「散策6月」西宮建築物~今津灯台、六角堂、甲子園会館へ

 

 五月の梅雨入りが嘘のように晴天に恵まれた六月三日、散策同好会五五名は阪神今津駅に集合。先ずは今津六角堂へ。

 明治一五年(一八八二年)今津小学校の校舎として建築された洋風の近代的建築。正面玄関の六角の塔屋が人目を惹く。一階には歴史展示コーナーがあり、太平洋戦争でも戦禍を免れ、平成十年現在の位置に移されたとの事。次に今津灯台へ。

 酒造家「大関」によって今津港に出入りする樽廻船や漁船の安全を願い文化七年(一八一〇年)に建てられた燈明台が起源。当時は油を燃料にしていたが、大正年間に電化、昭和四三年、航路標識として海上保安庁から正式に承認、今も現役で活躍中です。

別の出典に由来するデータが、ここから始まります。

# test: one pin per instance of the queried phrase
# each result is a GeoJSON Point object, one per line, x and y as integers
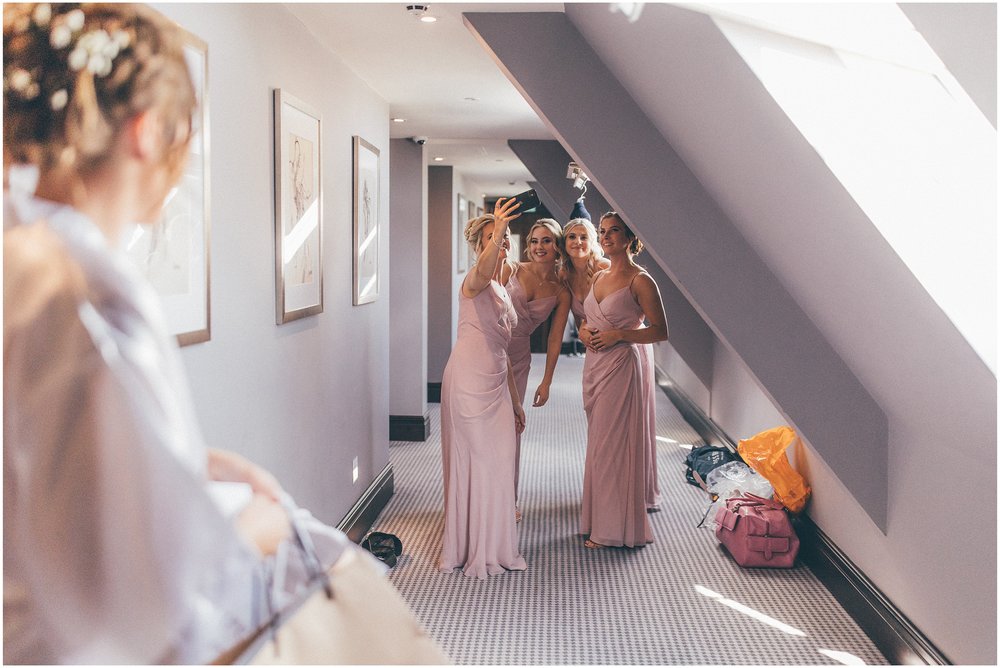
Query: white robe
{"type": "Point", "coordinates": [114, 550]}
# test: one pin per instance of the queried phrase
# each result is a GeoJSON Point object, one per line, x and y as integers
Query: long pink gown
{"type": "Point", "coordinates": [652, 482]}
{"type": "Point", "coordinates": [576, 306]}
{"type": "Point", "coordinates": [649, 386]}
{"type": "Point", "coordinates": [529, 316]}
{"type": "Point", "coordinates": [618, 402]}
{"type": "Point", "coordinates": [478, 441]}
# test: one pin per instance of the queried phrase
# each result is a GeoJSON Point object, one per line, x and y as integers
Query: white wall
{"type": "Point", "coordinates": [408, 241]}
{"type": "Point", "coordinates": [440, 270]}
{"type": "Point", "coordinates": [306, 397]}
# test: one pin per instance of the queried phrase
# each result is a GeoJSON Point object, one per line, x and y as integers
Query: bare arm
{"type": "Point", "coordinates": [553, 347]}
{"type": "Point", "coordinates": [476, 281]}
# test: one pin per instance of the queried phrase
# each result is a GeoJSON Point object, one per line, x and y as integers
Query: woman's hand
{"type": "Point", "coordinates": [502, 210]}
{"type": "Point", "coordinates": [264, 524]}
{"type": "Point", "coordinates": [605, 339]}
{"type": "Point", "coordinates": [586, 336]}
{"type": "Point", "coordinates": [541, 395]}
{"type": "Point", "coordinates": [227, 466]}
{"type": "Point", "coordinates": [519, 420]}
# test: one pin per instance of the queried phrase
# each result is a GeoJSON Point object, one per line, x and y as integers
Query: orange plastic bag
{"type": "Point", "coordinates": [765, 453]}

 午後は甲子園会館(旧甲子園ホテル)へ。甲子園会館は建築家ライトの愛弟子遠藤新が設計し、昭和五年竣工した旧甲子園ホテルを昭和四〇年武庫川学院が譲り受け教育施設として再生したものです。
当時は「東の帝国ホテル、西の甲子園ホテル」と並び称され、皇族、政財界人、上級軍人などの社交場として賑わったそうです。

日本に残る数少ないライト式建築で、中央に玄関、フロント・メインロビー、左右に食堂と宴会場が張出し、淡路産の緑の瓦、日華石と素焼きのタイルの壁、ホールの光天井に市松格子の障子、打出の小槌のオーナメントなど、和の要素も取り入れられています。

昭和十一年には、日独合作映画に原節子主演のロケに使用、昭和十九年には海軍病院として収容、山本五十六元帥も来られたそうです。戦後、進駐軍の将校宿舎として接収。この時、横山ノックが食堂のボーイとして働いていたとか。現在、国登録有形文化財に登録されています。